Just as in Lansdale, women are either put down or ignored altogether in Long Island, something the filmmakers try to rectify in the special features section but don't fully explore. Then again, maybe that's a story on to itself rather than a subplot. Somebody adapt Cinderella's Big Score for film, stat. There's also something hypocritical and naïve about watching kids with disposable incomes and indulgent parents rant about how we need to break free of capitalism, and the film's attempts to show how these supposed revolutionaries live DIY (kickball in parking lots! stealing electricity from corporate buildings and violating noise laws!) fail to present a sustainable model.
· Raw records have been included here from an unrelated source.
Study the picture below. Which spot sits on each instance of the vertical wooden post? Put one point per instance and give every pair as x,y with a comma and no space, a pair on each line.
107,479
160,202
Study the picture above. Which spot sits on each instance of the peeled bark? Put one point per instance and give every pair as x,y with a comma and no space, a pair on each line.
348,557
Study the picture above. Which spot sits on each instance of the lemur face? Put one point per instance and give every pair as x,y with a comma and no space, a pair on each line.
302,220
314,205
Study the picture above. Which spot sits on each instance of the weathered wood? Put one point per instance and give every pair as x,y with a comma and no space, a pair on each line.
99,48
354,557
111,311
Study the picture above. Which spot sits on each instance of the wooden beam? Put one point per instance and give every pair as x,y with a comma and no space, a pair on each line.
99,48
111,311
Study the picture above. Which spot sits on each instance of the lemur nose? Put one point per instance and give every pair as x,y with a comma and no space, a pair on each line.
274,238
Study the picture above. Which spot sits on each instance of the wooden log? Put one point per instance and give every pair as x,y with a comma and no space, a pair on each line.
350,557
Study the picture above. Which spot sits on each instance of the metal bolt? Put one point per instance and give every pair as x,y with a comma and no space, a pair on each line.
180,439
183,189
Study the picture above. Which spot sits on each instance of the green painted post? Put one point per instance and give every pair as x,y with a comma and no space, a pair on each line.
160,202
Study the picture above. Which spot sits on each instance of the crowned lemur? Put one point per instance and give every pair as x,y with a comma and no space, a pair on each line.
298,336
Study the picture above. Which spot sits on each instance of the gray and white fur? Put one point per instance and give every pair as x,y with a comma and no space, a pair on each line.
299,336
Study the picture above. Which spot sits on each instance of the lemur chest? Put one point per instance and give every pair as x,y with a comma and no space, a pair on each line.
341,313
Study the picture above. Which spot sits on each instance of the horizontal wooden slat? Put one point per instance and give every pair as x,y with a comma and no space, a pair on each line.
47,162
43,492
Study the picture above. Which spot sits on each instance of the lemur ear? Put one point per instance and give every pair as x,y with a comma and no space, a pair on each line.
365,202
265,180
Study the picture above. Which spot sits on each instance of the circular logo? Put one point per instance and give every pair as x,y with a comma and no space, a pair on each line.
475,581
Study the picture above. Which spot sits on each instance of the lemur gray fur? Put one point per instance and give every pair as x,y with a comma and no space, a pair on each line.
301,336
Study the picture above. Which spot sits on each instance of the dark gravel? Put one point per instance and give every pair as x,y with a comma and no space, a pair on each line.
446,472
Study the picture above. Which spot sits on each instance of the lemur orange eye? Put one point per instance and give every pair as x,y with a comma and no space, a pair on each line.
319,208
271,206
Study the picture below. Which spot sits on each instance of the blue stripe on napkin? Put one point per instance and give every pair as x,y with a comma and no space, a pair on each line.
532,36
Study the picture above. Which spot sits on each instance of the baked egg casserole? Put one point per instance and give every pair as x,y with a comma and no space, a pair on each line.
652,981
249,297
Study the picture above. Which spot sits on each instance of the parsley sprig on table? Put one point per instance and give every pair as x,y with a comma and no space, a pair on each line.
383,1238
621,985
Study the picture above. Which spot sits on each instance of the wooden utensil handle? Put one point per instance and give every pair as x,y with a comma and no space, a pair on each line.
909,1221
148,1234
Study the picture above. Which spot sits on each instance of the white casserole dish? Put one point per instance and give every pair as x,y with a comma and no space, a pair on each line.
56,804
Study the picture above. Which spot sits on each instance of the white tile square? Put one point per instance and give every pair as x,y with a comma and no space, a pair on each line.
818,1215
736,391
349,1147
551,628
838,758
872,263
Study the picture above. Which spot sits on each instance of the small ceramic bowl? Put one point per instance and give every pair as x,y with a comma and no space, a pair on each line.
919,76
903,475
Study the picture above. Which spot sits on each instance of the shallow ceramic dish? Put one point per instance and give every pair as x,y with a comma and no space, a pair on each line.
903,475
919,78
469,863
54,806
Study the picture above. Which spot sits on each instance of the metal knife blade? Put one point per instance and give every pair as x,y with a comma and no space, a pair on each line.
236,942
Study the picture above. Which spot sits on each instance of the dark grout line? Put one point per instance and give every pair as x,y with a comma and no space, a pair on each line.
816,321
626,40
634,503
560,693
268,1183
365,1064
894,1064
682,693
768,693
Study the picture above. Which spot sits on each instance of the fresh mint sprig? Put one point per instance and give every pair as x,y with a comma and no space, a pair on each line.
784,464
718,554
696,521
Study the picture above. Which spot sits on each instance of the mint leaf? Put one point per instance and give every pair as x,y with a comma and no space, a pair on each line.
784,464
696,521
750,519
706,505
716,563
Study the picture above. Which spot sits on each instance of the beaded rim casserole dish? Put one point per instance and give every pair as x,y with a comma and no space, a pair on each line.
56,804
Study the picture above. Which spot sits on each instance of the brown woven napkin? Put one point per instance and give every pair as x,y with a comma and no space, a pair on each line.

The kids overreach a bit, but they do some good, like when a few folks set up a food donation service. That's cool. Also, the shows look hella fun. Can you imagine hearing "For Someone So Easy Going, You Sure Wear Pants a Lot" like right after it was written? Resistance captures moments like that. It also boasts some solid tour footage, as Latterman, On the Might of Princes and the Insurgent encounter just about everything that can go wrong on the road (abusive cops, busted vans and medical bills).
Perhaps the documentary's biggest strength and weakness is that it captures its subject too accurately. The live footage is of a surprisingly good quality, but interviews about societal ills come off as oversimplified. That's what needs to be conceded, though. These are just kids. Their opinions can be very hard, even borderline fascist, like when On the Might of Princes takes shit for signing to an indie label. But they still formed a cohesive music scene, gave touring acts a place to stay and took every chance they had to fight for art. The results weren't perfect, but they're still commendable.
Also, Matt Canino has a normal haircut here. He cleans up nice.